Instruments de «nettoyage ethnique» ou de torture, les violences sexuelles subies par les Tchétchènes sont très peu punies en Russie. Le viol est un crime selon le code pénal russe (article 131-1), mais seuls quelques soldats de rang assez bas ont été jugés après la guerre en Tchétchénie. Emblématique: l’affaire Boudanov où le colonel du même nom avait été accusé de l’enlèvement, du viol et du meurtre d’une jeune Tchétchène.  La première autopsie avait conclu au viol, la deuxième au viol post-mortem: le jugement n’a pas retenu cette accusation, condamnant le militaire à dix ans de prison pour meurtre. Il avait pourtant été libéré de manière anticipée au bout de 5 ans, avant d’être assassiné en pleine rue cette année.

République démocratique du Congo: «Les pires violences sexuelles au monde»

  • 17.500 viols estimés en 2009 (ONU).
  • 40.000 viols dans la province du Sud-Kivu entre 2003 et 2008 (International Rescue Committee).
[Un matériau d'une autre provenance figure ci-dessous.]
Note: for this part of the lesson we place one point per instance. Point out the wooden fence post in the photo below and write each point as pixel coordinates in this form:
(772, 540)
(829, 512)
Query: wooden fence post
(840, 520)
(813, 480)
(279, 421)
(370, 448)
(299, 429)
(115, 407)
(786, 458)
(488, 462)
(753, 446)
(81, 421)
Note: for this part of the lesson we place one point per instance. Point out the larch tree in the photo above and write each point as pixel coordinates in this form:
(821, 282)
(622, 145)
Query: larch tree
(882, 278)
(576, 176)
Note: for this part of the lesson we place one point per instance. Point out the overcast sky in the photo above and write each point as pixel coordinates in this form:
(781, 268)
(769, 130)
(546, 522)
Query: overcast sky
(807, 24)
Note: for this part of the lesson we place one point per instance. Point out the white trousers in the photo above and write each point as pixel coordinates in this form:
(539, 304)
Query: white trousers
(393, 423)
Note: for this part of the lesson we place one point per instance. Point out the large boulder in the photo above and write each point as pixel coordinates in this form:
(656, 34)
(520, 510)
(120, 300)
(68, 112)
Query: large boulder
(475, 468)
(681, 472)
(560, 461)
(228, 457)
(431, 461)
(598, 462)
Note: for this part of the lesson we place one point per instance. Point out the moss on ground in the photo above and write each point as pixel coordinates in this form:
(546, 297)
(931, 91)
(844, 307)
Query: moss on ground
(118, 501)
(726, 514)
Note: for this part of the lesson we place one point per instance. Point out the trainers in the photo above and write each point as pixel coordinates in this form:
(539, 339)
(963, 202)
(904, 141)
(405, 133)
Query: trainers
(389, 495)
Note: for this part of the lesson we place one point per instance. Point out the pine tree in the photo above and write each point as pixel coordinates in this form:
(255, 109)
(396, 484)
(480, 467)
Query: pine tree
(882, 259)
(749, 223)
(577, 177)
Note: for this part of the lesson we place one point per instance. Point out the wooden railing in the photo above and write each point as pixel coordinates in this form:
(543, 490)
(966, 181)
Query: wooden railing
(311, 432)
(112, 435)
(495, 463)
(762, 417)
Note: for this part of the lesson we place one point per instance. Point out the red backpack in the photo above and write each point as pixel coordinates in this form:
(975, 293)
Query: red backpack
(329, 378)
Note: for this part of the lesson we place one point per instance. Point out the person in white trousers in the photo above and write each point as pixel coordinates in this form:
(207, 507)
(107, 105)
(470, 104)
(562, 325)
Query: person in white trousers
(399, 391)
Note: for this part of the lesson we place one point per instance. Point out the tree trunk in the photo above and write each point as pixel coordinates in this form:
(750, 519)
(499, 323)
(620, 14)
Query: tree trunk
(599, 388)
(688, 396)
La République démocratique du Congo porte les stigmates du génocide rwandais. C’est en effet le gouvernement rwandais qui encourage les guerres civiles congolaises des années 1990. Comme au Rwanda, les viols à grande échelle sont monnaie courante. Le phénomène devient visible à la fin des années 1990 bien qu’il ait été perpétré bien avant.

En 2006, les Nations unies recensent 27.000 viols dans le pays: l’organisation internationale affirme que la violence sexuelle au Congo est «la pire au monde». La situation ne s’est pas améliorée depuis, notamment dans la province du Sud-Kivu où l’IRC dit avoir recueilli 40.000 victimes de viol entre 2003 et 2008. Selon un rapport de 2010 du Harvard Humanitairan Fund et Oxfam, les agressions touchent sans discrimination les femmes entre 3 et 80 ans. Soixante pour cent d’entre elles sont violées par des groupes armés. Le nombre de civils infligeant ces sévices a été multiplié par 17 entre 2004 et 2008 [PDF].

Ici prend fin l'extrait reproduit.